Now They Will See Me
I’ve been thinking lately of
Birdsong. It has been 10 years or so since I last saw her, wrapped in finery
from the free box, dangling single brass earrings in her hair—a star, a
crescent, a glittering butterfly, telling me drunkenly “Now they will see me in
my true beauty!”
She annoyed me greatly on the
days she was drunk or in the florid upswings of her bipolar illness, loud and
flamboyant and demanding. But she knew a bit about books and a lot about
plants. One afternoon in a calm moment she described the beautiful glassed in
porch in which she once grew her begonias and African violets and ferns, in the
days when her girls were young and still with her, before the bottom fell out
of her universe.
We shared a lot of
similarities. I often thought that with just a small twist of fate she could
have been the town booklady & I the desperate, drunken, sometimes charming
survivor.
I particularly remember the
time at the start of bombing…somewhere, Iraq, Afghanistan—when I stood alone in
my weekly Women in Black vigil down the street a bit from the bookshop and was
joined by Birdsong and Bobby and Cricket.

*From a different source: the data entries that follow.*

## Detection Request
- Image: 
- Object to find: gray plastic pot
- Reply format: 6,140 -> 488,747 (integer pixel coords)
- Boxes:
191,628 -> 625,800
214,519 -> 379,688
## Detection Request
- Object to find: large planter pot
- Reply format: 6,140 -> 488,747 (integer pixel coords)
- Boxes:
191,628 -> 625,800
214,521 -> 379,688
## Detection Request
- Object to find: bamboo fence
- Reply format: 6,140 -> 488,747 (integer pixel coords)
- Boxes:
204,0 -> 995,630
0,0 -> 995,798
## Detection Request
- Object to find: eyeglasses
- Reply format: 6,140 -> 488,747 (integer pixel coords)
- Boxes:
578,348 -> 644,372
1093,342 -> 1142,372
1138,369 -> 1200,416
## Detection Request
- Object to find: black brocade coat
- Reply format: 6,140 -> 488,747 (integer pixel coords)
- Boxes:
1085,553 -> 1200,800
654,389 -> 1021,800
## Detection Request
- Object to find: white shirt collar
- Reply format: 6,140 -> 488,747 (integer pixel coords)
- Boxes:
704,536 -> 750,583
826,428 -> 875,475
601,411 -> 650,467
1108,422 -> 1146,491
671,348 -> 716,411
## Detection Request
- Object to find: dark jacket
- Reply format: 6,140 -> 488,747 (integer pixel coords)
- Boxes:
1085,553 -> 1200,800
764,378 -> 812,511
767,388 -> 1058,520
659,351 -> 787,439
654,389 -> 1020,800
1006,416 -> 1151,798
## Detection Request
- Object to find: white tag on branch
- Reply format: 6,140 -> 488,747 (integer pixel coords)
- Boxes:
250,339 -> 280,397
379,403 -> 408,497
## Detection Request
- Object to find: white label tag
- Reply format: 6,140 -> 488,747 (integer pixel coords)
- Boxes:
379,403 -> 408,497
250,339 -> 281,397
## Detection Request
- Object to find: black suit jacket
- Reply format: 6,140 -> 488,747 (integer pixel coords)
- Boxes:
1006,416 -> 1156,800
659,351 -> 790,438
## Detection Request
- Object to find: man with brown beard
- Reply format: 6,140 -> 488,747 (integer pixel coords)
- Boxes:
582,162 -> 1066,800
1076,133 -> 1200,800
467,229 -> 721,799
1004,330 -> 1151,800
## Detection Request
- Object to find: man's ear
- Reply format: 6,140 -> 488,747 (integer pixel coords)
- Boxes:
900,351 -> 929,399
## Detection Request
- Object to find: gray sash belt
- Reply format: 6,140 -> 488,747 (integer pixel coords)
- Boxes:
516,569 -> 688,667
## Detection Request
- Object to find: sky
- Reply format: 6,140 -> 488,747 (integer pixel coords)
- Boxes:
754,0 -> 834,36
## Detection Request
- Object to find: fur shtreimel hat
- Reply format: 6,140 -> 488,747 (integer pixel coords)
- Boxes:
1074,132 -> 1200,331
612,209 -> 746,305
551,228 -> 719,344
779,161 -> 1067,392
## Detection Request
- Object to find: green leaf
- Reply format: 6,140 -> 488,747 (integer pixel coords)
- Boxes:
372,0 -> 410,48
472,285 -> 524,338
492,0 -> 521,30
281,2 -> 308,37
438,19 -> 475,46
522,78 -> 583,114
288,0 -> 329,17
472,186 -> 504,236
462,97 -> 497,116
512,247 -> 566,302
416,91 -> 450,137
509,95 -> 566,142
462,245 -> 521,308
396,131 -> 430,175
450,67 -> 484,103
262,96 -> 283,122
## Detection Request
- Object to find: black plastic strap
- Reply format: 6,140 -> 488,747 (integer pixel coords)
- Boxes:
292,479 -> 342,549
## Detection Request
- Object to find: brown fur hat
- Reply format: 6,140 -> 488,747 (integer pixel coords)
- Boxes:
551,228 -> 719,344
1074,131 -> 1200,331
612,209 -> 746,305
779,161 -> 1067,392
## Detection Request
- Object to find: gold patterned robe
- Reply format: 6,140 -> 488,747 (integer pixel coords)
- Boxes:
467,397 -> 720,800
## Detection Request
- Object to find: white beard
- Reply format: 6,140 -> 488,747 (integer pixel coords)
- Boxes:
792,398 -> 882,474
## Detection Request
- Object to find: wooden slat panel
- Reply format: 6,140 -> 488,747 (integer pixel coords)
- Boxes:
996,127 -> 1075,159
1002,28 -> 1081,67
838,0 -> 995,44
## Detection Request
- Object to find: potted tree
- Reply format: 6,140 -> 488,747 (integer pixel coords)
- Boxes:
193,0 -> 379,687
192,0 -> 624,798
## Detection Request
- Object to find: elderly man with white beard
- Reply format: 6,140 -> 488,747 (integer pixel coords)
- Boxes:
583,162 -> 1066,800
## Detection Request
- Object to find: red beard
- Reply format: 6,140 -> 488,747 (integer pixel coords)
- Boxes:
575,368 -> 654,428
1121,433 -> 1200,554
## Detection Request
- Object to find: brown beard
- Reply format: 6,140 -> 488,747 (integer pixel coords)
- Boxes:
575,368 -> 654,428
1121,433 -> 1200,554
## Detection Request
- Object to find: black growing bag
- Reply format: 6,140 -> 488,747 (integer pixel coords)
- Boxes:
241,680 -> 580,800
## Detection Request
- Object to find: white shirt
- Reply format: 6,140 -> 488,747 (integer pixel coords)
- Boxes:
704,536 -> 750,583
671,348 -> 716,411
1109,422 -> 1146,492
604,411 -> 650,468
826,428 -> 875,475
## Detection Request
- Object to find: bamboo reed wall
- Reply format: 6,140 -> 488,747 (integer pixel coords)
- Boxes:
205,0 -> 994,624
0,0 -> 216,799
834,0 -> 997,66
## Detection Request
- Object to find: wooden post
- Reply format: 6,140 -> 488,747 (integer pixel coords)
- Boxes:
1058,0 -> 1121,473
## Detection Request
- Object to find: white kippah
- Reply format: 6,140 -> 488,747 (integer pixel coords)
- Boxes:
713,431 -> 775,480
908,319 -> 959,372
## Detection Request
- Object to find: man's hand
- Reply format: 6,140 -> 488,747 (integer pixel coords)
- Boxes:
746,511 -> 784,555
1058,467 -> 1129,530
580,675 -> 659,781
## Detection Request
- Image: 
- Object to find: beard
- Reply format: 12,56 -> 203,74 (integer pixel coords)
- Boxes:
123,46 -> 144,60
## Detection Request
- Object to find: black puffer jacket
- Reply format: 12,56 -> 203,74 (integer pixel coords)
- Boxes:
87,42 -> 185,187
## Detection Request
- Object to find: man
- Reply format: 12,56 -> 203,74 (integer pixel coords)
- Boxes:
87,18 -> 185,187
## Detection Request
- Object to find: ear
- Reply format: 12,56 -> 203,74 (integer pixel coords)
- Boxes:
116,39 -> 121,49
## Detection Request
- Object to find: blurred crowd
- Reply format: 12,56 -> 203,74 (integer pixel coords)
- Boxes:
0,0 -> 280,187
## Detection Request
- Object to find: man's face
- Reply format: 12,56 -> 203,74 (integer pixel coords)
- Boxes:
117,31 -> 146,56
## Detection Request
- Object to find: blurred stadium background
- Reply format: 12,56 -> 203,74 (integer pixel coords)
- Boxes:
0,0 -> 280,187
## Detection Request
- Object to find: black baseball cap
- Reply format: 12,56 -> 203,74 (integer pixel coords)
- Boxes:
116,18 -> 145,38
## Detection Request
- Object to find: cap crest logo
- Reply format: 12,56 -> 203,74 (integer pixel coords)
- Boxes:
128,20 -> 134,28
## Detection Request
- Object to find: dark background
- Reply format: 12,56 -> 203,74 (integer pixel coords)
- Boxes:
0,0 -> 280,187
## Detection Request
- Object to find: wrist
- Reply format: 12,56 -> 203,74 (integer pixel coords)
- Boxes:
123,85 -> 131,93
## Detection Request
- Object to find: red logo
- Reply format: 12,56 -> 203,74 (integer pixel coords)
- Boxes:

Bobby fixed me with his blue
eyes and said “I did terrible things in Nam, so if you are a peace lady you got
to hate me” And I said “I’m so sorry, so very sorry you went through that. I
don’t want anyone else to go through that, not ever”. He asked if sometimes he
could come and stand beside me. I said yes.
Cricket was just tagging
along with his Birdsong, but they wanted to know if they could also stand with
me. Sure, I said. You might have noticed I wasn’t exactly a very traditional
Woman in Black, except for the black I wore. I’d answer questions. I’d talk.
I’d even laugh, and I wasn’t going to turn away anyone, man, woman, child or dog,
who wanted to stand beside me. So Birdsong and Bobby and Cricket did,
especially on the days when my stalwart associates Sara and Michelle weren’t
able to be there and I would have been left by myself.
Bobby died of hard drinking
and pneumonia and probably the spinal problem he brought back from Vietnam.
Cricket got bit in a fight and the wound turned green and oozy and he died of
gangrene in a hospital up north. I remember thinking, as I wept at the news,
that access to soap and hot water might have healed him. Birdsong by then had
flown somewhere else. Maybe to find her daughters in the Midwest, where that
glassed in porch was, where there were memories of begonias and ferns. I don’t
know.
But I remember particularly
that first time she joined me, because she sat on the side walk, smelling a bit
of cheap booze, and glared at me. “D’ya think I’m homeless?”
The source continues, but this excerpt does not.